Drought is the culprit in this tale, having decimated civilization throughout Southern California and the Southwest. Diehards Luz and Ray are subsisting on rationed cola and crackers in an abandoned manse in LA when they encounter a feral child named Ig. Sudden parental responsibility changes the focus of the couple’s life from one of mere survival to include ambition and domestic sustainability, not to mention long-lost hope. In search of a better life for Ig, a road trip ensues and its results change the trio forever.
Stylistically reminiscent of Edan Lepucki’s 2014 debut California, the subject matter and tone of this novel is dire. However, GFC is striking, more poetically rendered than its peers in this genre, with sometimes fragmented imagery and a feverish feel.
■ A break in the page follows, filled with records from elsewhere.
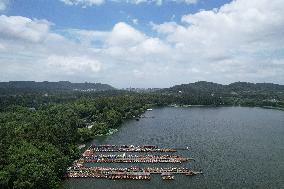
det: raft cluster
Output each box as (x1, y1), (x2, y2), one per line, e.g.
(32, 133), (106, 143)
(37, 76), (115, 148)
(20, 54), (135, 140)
(67, 145), (202, 180)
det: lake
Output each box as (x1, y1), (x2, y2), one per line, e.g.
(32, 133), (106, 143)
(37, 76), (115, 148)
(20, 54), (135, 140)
(63, 107), (284, 189)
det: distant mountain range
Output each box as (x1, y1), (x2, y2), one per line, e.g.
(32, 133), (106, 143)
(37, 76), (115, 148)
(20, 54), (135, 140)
(161, 81), (284, 94)
(0, 81), (115, 93)
(0, 81), (284, 95)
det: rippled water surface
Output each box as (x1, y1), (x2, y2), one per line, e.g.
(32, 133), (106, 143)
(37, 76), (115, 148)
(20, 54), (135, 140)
(63, 107), (284, 189)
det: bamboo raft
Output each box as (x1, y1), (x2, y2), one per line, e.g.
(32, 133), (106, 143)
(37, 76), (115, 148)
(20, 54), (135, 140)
(67, 167), (202, 180)
(66, 145), (202, 180)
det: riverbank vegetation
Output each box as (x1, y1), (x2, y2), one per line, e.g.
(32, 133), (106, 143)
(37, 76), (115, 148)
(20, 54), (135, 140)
(0, 82), (284, 188)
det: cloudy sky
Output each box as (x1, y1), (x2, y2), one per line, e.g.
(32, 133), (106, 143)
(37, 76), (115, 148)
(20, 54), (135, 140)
(0, 0), (284, 88)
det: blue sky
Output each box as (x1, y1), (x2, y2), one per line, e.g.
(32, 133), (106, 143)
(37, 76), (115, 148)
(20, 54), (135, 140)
(5, 0), (230, 31)
(0, 0), (284, 88)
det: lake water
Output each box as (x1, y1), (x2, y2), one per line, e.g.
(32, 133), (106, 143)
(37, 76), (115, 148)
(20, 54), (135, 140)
(63, 107), (284, 189)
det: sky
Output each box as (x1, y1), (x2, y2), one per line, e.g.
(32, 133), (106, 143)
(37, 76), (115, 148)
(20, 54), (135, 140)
(0, 0), (284, 88)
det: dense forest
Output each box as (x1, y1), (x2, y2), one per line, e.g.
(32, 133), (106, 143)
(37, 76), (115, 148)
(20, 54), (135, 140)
(0, 82), (284, 188)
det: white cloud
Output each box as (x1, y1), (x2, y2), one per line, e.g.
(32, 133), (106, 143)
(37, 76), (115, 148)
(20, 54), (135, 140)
(0, 0), (9, 12)
(0, 15), (50, 42)
(0, 0), (284, 87)
(60, 0), (105, 7)
(60, 0), (199, 8)
(46, 55), (101, 75)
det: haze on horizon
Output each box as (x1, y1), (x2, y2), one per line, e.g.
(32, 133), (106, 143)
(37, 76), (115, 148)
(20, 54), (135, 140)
(0, 0), (284, 88)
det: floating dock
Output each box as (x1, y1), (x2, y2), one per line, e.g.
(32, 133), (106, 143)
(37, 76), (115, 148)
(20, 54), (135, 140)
(66, 145), (202, 180)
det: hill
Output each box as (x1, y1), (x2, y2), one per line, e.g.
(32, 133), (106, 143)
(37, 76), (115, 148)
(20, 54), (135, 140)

The ruthlessness of drought, brought into high relief by the sweet love of makeshift family, is unrelenting as Watkins describes a world without water with frightening intensity.
Me Before You
By Jojo Moyes
By Jojo Moyes
I’ve heard from many a reader that they wept at the end of this novel. And while I did shed a few quiet tears I must admit that I didn’t feel quite the same level of upset that others have felt. Is it that I just don’t care that much about humans? I will sob uncontrollably at the end of Merle’s Door by Ted Kerasote every time I read it no matter how familiar I am with the story. So, is that it? I mean, yes dogs are clearly superior to people—what was the question again? I actually think the reason I didn’t have quite the sob fest that I was expecting was that I was prepared. This is a book that prepares you for what’s coming almost from the very beginning. Sure, like Louisa, you hope that Will will find a way to accept his new life…but deep down you know. Also, the sequel is called After You, so…
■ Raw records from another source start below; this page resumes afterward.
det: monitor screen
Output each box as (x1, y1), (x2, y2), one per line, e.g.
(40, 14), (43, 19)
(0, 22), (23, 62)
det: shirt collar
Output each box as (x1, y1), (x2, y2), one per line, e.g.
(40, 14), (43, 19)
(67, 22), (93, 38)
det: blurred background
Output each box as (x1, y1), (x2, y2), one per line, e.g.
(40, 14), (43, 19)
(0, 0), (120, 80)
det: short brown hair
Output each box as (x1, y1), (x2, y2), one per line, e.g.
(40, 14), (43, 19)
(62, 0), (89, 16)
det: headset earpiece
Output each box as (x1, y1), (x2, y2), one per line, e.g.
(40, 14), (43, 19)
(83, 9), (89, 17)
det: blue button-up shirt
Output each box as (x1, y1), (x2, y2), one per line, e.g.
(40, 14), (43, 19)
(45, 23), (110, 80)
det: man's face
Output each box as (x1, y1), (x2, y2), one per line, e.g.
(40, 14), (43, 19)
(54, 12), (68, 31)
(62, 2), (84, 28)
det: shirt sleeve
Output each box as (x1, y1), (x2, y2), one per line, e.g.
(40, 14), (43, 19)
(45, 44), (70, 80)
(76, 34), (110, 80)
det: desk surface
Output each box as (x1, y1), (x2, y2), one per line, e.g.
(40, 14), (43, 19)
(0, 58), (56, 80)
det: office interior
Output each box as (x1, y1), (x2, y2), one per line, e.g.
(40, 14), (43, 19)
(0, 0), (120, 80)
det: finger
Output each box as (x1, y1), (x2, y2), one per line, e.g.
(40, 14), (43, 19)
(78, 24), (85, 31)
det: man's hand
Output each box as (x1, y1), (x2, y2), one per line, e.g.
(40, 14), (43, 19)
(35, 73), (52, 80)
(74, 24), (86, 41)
Will Traynor was once the CEO of a high stakes financial company. He was once an extreme sports enthusiast. He was once a ladies’ man. Once. But ever since his accident he has been defined by his disability--he is a quadriplegic. Louisa Clark, recently laid off from her job as a café waitress, is in desperate need of a job to help make ends meet at home. She’s never gone anywhere or done much of anything. She has a safe, dull relationship with her boyfriend Patrick. She’s hired by Camilla Traynor to attempt the impossible: try and convince Will that there is still a reason to live. Will she succeed?
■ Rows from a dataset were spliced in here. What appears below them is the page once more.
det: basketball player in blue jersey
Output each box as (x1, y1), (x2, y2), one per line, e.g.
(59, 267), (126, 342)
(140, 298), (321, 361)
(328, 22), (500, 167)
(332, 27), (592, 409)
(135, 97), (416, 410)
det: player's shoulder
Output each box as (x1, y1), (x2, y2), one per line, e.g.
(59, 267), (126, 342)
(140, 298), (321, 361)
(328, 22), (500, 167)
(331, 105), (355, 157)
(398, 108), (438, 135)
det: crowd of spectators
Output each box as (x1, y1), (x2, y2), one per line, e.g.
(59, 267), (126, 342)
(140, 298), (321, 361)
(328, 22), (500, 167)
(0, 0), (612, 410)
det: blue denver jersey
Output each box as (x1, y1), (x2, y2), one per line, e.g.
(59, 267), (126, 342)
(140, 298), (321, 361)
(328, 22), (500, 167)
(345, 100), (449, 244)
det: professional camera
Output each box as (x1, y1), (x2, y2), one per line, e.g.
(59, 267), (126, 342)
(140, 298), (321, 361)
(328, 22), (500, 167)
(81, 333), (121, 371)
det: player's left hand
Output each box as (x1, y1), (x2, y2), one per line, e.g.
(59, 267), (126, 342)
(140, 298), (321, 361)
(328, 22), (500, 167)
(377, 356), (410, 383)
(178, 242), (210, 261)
The brightest point of this novel is the sassy, quirky heroine, Louisa. Everything from her name to her taste in shoes is whimsical. In fact, now that I think about it, she’s sort of the anti-Manic Pixie Dream Girl. Sure, she’s weird and beautiful and she’ll do whatever it takes to change Will’s life. But she also has a life of her own: a dark past with painful secrets, a desire to better herself and strike out on her own, and family relationships that matter to her. This book isn’t just a romance (although it is that), it’s also a coming of age story. Louisa starts out content to work in a café for the rest of her life, but she ends up growing into her own, traveling and starting a whole new life. So read this one for the bittersweet romance, sure. But also read it for the dynamic characters, the hilarity, and the adventure.